I decided to invest in lots of chocolate prior to the solo parenting week, as figured if all went astray I could find comfort in that. Of course any parent worth their salt knows where to hide their “treats” out of sight and reach of eager to eat anything in sight sprogs. (Well anything that’s not seen as offensive such as vegetables or certain meats!)
Off the husband went merrily that first morning, free as a bird. Except I had a cunning plan, he wasn’t going to get out of it totally. I figured that thanks to modern technology he could FaceTime the sprogs to read bedtime stories to them whilst I got their stuff ready (read that as code for scoff chocolate whilst sprogs preoccupied). Did this plan work I hear you ask? I’ll just point to the chocolate wrappers in the bin, that’ll give you your answer.
One of the daunting stuff for me was that I would have to do the morning routine on my own. Usually the husband motivates and helps the big two sprogs to get dressed and have breakfast, whilst I breastfeed the youngest, change his nappy, wrestle suitable clothes onto him and sort his breakfast, whilst at same time sort myself out for the day. I’m not a morning person, but decided the only way the mornings were going to work was by getting up earlier than usual. As a person who loves my sleep this was a big undertaking to lose an extra half hour, but I knew that this was the only way feasibly to survive the morning routine. So I did it, and it worked well.

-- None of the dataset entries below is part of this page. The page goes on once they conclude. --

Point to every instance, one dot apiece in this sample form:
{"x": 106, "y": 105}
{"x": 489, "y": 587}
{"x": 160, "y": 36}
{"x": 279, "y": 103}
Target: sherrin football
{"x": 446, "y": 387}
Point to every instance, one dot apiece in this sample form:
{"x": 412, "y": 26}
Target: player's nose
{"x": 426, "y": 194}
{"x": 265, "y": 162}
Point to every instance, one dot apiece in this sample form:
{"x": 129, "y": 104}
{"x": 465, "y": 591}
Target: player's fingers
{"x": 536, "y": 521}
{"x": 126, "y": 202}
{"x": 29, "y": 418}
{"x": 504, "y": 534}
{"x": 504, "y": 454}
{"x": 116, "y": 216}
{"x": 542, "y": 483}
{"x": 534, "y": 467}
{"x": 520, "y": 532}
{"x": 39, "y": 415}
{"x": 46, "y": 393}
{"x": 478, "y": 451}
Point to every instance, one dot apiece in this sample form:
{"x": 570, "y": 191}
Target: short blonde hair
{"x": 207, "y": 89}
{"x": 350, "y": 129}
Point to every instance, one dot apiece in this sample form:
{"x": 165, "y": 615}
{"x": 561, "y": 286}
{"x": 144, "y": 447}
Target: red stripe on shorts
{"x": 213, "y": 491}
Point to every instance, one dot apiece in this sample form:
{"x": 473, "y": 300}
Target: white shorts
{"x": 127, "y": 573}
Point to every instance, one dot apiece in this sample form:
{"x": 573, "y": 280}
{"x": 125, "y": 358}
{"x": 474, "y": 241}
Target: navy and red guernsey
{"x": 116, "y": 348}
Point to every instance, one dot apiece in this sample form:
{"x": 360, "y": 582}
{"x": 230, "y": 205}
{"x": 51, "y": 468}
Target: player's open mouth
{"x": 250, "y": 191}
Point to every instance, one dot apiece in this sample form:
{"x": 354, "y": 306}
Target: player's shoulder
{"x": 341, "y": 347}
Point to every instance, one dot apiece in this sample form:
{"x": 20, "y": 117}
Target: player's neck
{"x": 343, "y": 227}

The oldest sprog goes to a couple of clubs during the week, and I didn’t want to disrupt the routine, so had to figure out the best way to get her there and back, whilst factoring in bath and bedtime for the other sprogs. Managed to get friends to help with the first club. The second one had to factor in a swimming lesson for the middle sprog, so devise a cunning plan to take kids to the Evil M Empire for tea, drop oldest sprog off at club, go home and bathe/change the youngest. It was pretty exhausting trying to do all this single handed but I did it.
During the course of the week I had to deal with an anxious sprog undertaking the Year 6 SATS, sort out any disputes between the kids, entertain and meet all their needs, whilst carrying on with my work too. It was pretty full on, and I was glad to see the end of the week, as life went back to normal with the return of the husband.
As the week progressed, I was touched by the support of friends who made a meal, helped with bedtime and checked that I was alright. But it got me thinking about those who do this on a regular basis, day in and out without a partner. How often do we stop to check if those parents are ok, offer them practical and emotional support? How often do we turn to them and tell them what a great job they are doing bringing up their family whilst juggling it along with the rest of their life stuff? I suspect for most of us (and I include myself in that) we don’t because either we’re so caught up in our own lives, or we simply don’t register how hard it is to actually to do this all on your own. We need to be supporting these parents and their families more, as it really doesn’t take a lot to make a call, catch up over a brew or to offer practical support. They might not be shouting it from the rooftops, but they do need someone every now and again to boost them up, to let them know that someone cares.
So for those I know who solo parent, I want to let you know I think you are amazing to do this and not lose the plot! You are what my sprogs would call a super star.